A toner (charge amount was -18.5 μc/g) was prepared using the resin in exactly the same manner as in Example 1, a developer was prepared, and an image was produced using the same evaluation machine as in Example 1. Clear images were obtained with no background smudges, smearing, or missing solid black areas.

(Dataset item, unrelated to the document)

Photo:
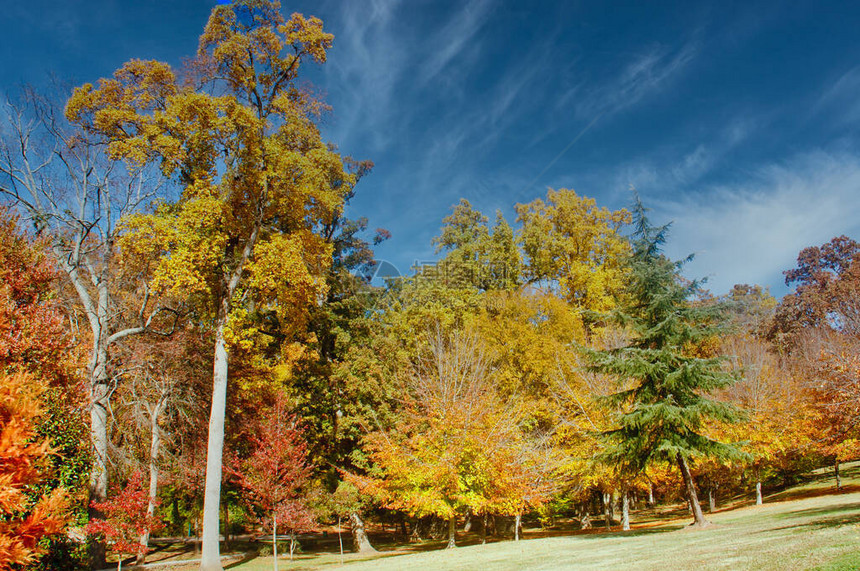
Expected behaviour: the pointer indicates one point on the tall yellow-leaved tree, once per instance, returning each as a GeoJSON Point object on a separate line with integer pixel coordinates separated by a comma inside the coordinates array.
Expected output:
{"type": "Point", "coordinates": [256, 177]}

When the fixing temperature of the fixing device was controlled and the image fixability and offset properties were evaluated, no hot offset occurred from 140°C to 220°C, but the fixing temperature was 195°C.

Claims (1)

[Scope of Claims] 1. An electrophotographic developer composition containing a binder resin and a colorant as main components, wherein the main components of the binder resin are (a) styrene and/or a styrene derivative; ) When polymerizing with one or more monomers selected from methacrylic acid, acrylic acid and esters thereof, (c) a monomer having 7 carbon atoms represented by the following general formula;
~40 carboxylic acids or their acid anhydrides or their lower alkyl esters (In the formula, R is an alkyl group having 5 to 30 carbon atoms having one or more side chains having 3 or more carbon atoms,
(representing an alkylene group, an alkenylene group, or an alkenyl group, and n is an integer of 0 or 1), wherein 1) the component (b) above contains at least one type of ( D)
An ester of acrylic acid or methacrylic acid having a hydroxyl group or an epoxyl group is contained in an amount equal to or more than the mole of the component (c) above, and 2) the content of the component (a) above is based on the total amount of monomers. hand
75 to 90% by weight, and 3) The content of the component (c) above is based on the total amount of monomers.
An electrophotographic developer composition characterized in that the content is 0.05 to 100% by weight. 2. The electrophotographic developer composition according to claim 1, wherein the resin has a softening temperature of 100 to 160°C as measured by a Koka type flow tester and a glass transition temperature of 50°C or higher.